Et ce, même si le spectacle du Rideau Vert nous présente finalement un duo plutôt que le ménage à trois prévu: à la dernière minute, la metteure en scène a retiré de la production l’une des farces, Feu la mère de Madame – où devaient jouer Albert Millaire et Hélène Loiselle – , pour des raisons "artistiques". Impossible de savoir de quoi aurait eu l’air le spectacle entier, mais comme tel, il est enlevé et fort cohérent.
Les deux piécettes en un acte s’appuient en effet à peu près sur le même argument: un conflit domestique entre une femme à la tenue décontractée – et très écourtichée! – dont le mépris des conventions va jusqu’à la légèreté, et son mari plus conformiste, qui cherche désespérément à protéger les apparences pour le bien de sa carrière. Les hommes s’affolent devant la liberté de ces ingénues qui ne censurent pas davantage leurs propos que leur tenue devant les étrangers.
Ce n’est pas ici le Feydeau brillant tricoteur de chassés-croisés adultérins du Dindon, mais un satiriste qui pose une loupe grinçante sur les moeurs maritales. Dans ces deux courtes Farces conjugales, écrites dans les années suivant sa propre séparation, le vaudevilliste part de détails du quotidien, voire de problèmes triviaux qu’entraîne la difficile vie en couple, afin de caricaturer l’institution matrimoniale. Vaux mieux en rire…
Et même si la situation loufoque et la frénésie de l’action sont éventuellement de la partie, on touche presque à l’absurde dans ces textes où les conflits dégénèrent à partir d’une peccadille et où le langage (ces jeux de mots où l’un des époux triture une expression) révèle l’incompréhension béante entre deux êtres qui ont des obsessions aux antipodes.

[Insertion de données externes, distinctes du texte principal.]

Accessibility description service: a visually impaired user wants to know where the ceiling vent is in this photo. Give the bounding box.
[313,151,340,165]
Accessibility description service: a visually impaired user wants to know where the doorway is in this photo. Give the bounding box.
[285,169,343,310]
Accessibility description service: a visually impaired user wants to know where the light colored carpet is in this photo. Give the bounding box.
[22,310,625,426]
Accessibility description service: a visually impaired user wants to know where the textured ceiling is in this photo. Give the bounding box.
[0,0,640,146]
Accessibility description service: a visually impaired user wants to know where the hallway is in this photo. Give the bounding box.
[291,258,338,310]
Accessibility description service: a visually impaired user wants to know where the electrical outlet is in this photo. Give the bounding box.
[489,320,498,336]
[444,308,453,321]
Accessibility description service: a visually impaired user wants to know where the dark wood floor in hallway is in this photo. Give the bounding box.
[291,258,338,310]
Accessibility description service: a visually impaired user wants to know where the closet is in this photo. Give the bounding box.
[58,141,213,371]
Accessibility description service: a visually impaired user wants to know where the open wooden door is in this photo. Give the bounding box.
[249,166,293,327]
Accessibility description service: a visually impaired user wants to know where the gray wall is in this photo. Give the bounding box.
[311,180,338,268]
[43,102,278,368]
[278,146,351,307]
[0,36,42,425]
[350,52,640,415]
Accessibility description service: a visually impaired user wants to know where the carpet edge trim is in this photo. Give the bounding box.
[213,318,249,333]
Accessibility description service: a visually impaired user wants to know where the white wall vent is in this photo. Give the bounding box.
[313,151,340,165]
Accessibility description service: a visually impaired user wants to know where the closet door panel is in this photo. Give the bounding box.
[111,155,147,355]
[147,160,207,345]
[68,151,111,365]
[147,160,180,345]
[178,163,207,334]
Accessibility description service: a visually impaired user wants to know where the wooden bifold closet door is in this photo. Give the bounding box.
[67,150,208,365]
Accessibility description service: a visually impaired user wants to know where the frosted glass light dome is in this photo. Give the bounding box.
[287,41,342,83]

Le couple d’On purge bébé n’en est plus, c’est évident, aux doux roucoulements des débuts. Monsieur Follavoine, un fabricant de porcelaine, attend un visiteur susceptible de lui obtenir un lucratif contrat de l’armée française pour la production de… pots de chambre. Mais sa tendre moitié, bigoudis sur la tête et seau à la main, a des soucis autrement plus importants: leur fils Toto "n’a pas été" ce matin, et le petit monstre, enfant-roi avant l’heure, refuse catégoriquement d’avaler son laxatif. Le pauvre invité sera enrôlé de force dans ce conflit entre la vie domestique et les intérêts professionnels – très actuelle comme opposition…
Malgré quelques longueurs dans le texte, les excellents Marc Béland, Marie-France Lambert (au jeu très agile) et Bernard Meney, qui n’en sont pas à leur premier Feydeau, emportent le morceau avec brio. Même le petit Étienne Charron tient son bout avec conviction, en enfant buté et insolent. Toute la distribution du spectacle (qui comprend aussi Louise de Beaumont et François Trudel) est d’ailleurs au diapason du jeu ludique et à la théâtralité exacerbée que requiert Feydeau.
C’est le genre de registre où excelle Anne-Marie Cadieux, dont l’hilarant numéro de cocotte dépourvue d’inhibition vaut à lui seul le déplacement. Mais n’te promène donc pas toute nue! est l’admonestation que lance le député Ventroux (James Hyndman, lui aussi très bon en homme qui perd les pédales) à son épouse évaporée, qui déambule nonchalamment en chemise de nuit transparente devant le domestique, son fils de treize ans, ou pis, les visiteurs impromptus. Un morceau d’anthologie culotté et complètement délirant.
En ouverture des farces, Brigitte Haenjtens a imaginé de charmantes pantomimes, qu’interprètent Brigitte Lafleur et Jean Turcotte avec une grande éloquence muette, sur la délicieuse musique aux accents mécaniques parodiques signée Robert Normandeau. La production bénéficie aussi du travail de douées conceptrices: les décors aux lignes modernes et aux couleurs très franches d’Anick La Bissonnière, les costumes imaginatifs de Julie Charland, les éclairages de Sonoyo Nishikawa.
Un travail visiblement aussi sérieux que le résultat est amusant.